2. Fetch Object Sizes: It uses the AWS CLI’s `list-objects-v2` command to fetch the sizes of all objects in the bucket.
3. Text Processing: The output is piped through `tr` to replace tabs with newlines, creating a list where each size is on its own line.
4. AWK Script: The sizes are then piped into an AWK script, which sorts them into predefined size bins. Each size is checked against a series of if-else conditions, and a counter for the appropriate size bin is incremented.
5. Output: Once all sizes have been categorized, the AWK script prints the bin labels and counts in no particular order.
Example Output and Interpretation
The example output of the script is straightforward:
0–1KB: 2
10KB-100KB: 112
100KB-1MB: 109
1KB-10KB: 1
1MB-10MB: 12
This output tells us that the bucket contains:
- Two objects of size between 0 and 1KB.
- One object of size between 1KB and 10KB.

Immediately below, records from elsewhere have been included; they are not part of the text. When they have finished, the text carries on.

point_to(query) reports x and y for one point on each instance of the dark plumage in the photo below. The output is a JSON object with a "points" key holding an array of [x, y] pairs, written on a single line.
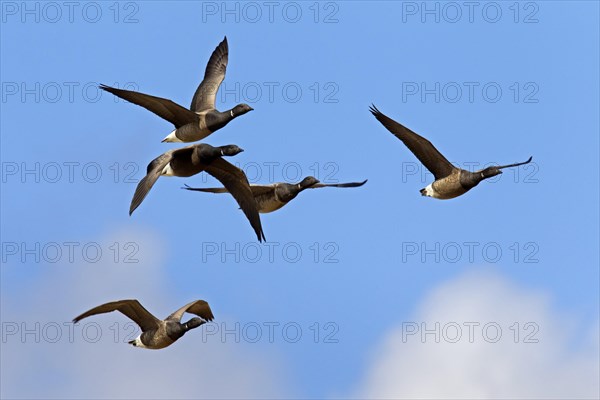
{"points": [[156, 333], [202, 118], [449, 181], [194, 159], [272, 197]]}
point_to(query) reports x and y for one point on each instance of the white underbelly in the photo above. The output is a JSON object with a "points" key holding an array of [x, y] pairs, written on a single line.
{"points": [[269, 205]]}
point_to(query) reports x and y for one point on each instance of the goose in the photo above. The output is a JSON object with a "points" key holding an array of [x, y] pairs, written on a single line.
{"points": [[202, 118], [450, 181], [193, 159], [156, 334], [272, 197]]}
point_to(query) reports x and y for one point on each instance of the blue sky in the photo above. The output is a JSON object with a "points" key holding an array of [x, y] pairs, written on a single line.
{"points": [[495, 83]]}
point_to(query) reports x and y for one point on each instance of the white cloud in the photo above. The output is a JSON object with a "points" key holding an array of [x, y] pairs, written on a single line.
{"points": [[557, 366], [82, 369]]}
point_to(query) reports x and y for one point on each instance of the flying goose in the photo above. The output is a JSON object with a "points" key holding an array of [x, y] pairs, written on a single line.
{"points": [[202, 118], [272, 197], [450, 182], [193, 159], [156, 334]]}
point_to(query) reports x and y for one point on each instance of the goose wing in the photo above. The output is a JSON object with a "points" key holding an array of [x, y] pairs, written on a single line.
{"points": [[130, 308], [154, 171], [422, 148], [236, 183], [349, 184], [257, 190], [204, 98], [197, 307], [164, 108]]}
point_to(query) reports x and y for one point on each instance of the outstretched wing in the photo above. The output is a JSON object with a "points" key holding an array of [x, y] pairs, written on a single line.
{"points": [[197, 307], [422, 148], [257, 190], [349, 184], [154, 171], [208, 190], [236, 183], [204, 98], [130, 308], [164, 108]]}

- 112 objects of size between 10KB and 100KB.
- 109 objects of size between 100KB and 1MB.
- Twelve objects of size between 1MB and 10MB.
No objects larger than 10MB were found in this particular case.
Use Cases
This histogram can be particularly useful for:
- Cost Analysis: Larger files may cost more to access or transfer, depending on your S3 pricing tier.
- Performance Optimization: Knowing the size distribution can help in optimizing performance, as larger files may take longer to process or transfer.
- Storage Management: Identifying the distribution can aid in storage lifecycle policies, such as moving rarely accessed large files to cheaper storage classes.
Conclusion
With a simple Bash script, S3 users can gain valuable insights into their storage patterns, enabling better decision-making regarding cost, performance, and storage management. The histogram is a powerful visualization tool, even in its text-based form, for quick and actionable analytics.